Caty pidió que le pasara con Simón. El lloraba como un bendito; gemía que no era culpable, que fue el demonio del deseo y que un chino le estaba triturando la mano que jamás podría volver a mover sobre un tablero de ajederez o sobre seno humano. Caty pidió a los chinos que lo liberaran; todo el daño que Simón pudiera causar al cosmos de ahí en más, corría por cuenta de ella. Los guerreros lo liberaron a regañadien­tes; después de todo ellos habían visto todas las temporadas de Ninja Warrior mientras comían chips de calamares fritos (malo para el aliento y la flatulenci­a) y aunque ahí se decía que un arte marcial debe ser usado para la paz y no para el quilombo, ellos querían quilombo porque sino ¿cuándo y a quién demostrarí­an su arte en acción?
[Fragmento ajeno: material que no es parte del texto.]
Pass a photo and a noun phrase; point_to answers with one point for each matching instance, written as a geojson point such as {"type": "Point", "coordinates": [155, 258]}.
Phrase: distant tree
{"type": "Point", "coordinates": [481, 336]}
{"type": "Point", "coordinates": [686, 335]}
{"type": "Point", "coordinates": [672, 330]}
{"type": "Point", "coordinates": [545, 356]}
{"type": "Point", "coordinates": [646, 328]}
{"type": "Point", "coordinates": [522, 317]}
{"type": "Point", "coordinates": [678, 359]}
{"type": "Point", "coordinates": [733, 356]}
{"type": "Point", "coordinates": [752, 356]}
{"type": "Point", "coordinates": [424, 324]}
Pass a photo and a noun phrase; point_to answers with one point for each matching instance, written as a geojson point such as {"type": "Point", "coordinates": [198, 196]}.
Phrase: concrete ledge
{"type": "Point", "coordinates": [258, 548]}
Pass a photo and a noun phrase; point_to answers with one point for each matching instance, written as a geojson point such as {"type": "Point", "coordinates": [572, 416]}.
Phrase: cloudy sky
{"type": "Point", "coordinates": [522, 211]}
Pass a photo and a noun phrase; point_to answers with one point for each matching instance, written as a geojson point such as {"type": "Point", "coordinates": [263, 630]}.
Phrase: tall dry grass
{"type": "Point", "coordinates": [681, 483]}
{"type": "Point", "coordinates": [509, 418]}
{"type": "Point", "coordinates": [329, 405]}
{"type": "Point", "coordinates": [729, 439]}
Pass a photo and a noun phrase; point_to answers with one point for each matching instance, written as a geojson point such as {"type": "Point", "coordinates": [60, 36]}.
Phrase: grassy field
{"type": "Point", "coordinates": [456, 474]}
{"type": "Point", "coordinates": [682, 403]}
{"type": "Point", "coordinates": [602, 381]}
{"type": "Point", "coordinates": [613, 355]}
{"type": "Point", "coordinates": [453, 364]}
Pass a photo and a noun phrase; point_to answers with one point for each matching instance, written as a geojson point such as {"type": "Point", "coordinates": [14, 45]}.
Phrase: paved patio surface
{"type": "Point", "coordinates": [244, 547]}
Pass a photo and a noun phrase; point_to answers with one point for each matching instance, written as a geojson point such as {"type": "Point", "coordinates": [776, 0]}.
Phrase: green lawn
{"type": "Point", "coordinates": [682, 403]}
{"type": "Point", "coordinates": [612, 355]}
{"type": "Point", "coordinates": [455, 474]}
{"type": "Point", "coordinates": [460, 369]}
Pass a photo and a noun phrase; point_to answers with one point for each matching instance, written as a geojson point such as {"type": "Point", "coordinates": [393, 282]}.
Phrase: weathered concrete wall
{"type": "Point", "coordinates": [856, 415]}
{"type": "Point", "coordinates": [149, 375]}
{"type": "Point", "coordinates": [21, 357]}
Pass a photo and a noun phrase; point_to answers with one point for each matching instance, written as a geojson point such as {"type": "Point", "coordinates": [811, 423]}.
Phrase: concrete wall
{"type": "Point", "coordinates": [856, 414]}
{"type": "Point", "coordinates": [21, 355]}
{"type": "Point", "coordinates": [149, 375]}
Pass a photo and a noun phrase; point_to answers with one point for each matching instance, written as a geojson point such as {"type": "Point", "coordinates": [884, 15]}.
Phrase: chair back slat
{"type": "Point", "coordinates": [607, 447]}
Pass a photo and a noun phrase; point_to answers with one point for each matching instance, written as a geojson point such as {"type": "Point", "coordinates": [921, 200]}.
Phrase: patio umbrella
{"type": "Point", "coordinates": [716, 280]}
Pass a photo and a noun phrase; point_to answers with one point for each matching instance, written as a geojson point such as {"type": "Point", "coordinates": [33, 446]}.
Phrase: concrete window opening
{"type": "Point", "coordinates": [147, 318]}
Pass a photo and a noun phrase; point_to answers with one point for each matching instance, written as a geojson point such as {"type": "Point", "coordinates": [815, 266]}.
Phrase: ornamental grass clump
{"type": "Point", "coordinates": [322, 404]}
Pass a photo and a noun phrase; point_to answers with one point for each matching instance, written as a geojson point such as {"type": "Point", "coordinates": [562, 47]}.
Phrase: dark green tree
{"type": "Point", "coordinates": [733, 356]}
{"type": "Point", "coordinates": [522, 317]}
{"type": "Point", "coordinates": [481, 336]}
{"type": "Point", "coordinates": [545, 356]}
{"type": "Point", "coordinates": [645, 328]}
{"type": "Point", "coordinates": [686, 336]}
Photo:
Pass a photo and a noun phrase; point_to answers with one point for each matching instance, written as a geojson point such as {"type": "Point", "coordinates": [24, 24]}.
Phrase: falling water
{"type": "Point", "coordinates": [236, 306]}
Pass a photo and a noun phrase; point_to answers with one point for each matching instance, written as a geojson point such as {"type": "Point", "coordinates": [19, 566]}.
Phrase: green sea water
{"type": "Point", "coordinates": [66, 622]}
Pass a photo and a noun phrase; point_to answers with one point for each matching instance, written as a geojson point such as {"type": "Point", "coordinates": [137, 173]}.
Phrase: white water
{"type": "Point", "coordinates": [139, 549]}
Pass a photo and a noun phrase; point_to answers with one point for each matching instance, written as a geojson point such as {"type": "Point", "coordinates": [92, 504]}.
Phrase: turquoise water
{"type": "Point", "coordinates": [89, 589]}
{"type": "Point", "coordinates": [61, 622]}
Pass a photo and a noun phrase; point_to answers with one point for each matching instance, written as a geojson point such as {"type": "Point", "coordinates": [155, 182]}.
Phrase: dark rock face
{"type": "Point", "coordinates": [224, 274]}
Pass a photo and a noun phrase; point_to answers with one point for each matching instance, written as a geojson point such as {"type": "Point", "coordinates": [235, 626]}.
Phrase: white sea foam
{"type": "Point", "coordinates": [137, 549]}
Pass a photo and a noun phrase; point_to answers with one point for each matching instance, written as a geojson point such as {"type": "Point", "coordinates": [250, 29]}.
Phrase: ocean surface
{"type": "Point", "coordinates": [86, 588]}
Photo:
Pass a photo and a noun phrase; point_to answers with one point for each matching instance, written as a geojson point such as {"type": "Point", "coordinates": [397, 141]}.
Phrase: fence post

Apenas lo liberaron, Simón salió corriendo y bajó los cuatro pisos por escalera. Siguió corriendo sin mirar atrás y dobló en la esquina. Cuando ya estaba seguro de haber perdido a los guerreros, llamó a Caty. “¿Dónde estás? Necesito que hablemos aunque sea una sola vez más y decidamos qué hacer con nuestra vida y con nuestros hijos”. Caty aceptó: estaba en Valeria del mar, había alquilado un departamen­to con vista a la playa por tres días para ella sola. A Simón la palabra playa le producía chuchos de frío por lo vivido con Vonda, pero aceptó. Regresó a la esquina, subió al colectivo que lo llevó a Retiro y a las cuatro horas ya estaba en Valeria del Mar. Caty le había dicho que lo esperaría en el mar, sentada en una roca viendo el rojo amanecer. Llevaría puesta una túnica de bambula y abajo, nada, estaría desnuda. Y así lo había he- cho ella. Había marchado hacia la roca señalada y se había puesto a contemplar con intensidad el horizonte. Casi estaba concentrad­a en estado alfa, cuando se percató en que la música celestial que llegaba a sus oídos, no era la de dos ángeles tocando el arpa, sino el cacareo loco de tres gaviotas peleando por arrancarle los ojos a un gato muerto. Caty las espantó con unos piedrazos: no quería que nada la perturbara en su reencuentr­o con Simón. En ese instante, los ojos de uno se encontraro­n con los del otro. Simón, con la camisa abierta mostrando el pecho desnudo y ya que no tenía tablita abdominal que mostrar, mostraba el xilofón que eran sus costillas, alzó el brazo y la saludó. Caty se levantó de la roca un poco por amor y otro poco porque ya le dolía el culo, y caminó hacia su amado. Al verla venir, él corrió con los brazos extendidos, para abrazarla como había visto hacer en cientos de propaganda­s. Hasta tal vez la levantara en el aire, así pensó y le puso garra a la carrerita, lástima que cuando estaba sólo a unos pasos de ella, pisó una aguaviva que gracias al calentamie­nto global ahora andaban por la costa atlántica como pancho por su casa y del grito que Simón pegó en ese instante, hasta las gaviotas entraron en pánico. Después, cayó despatarra­do por la arena.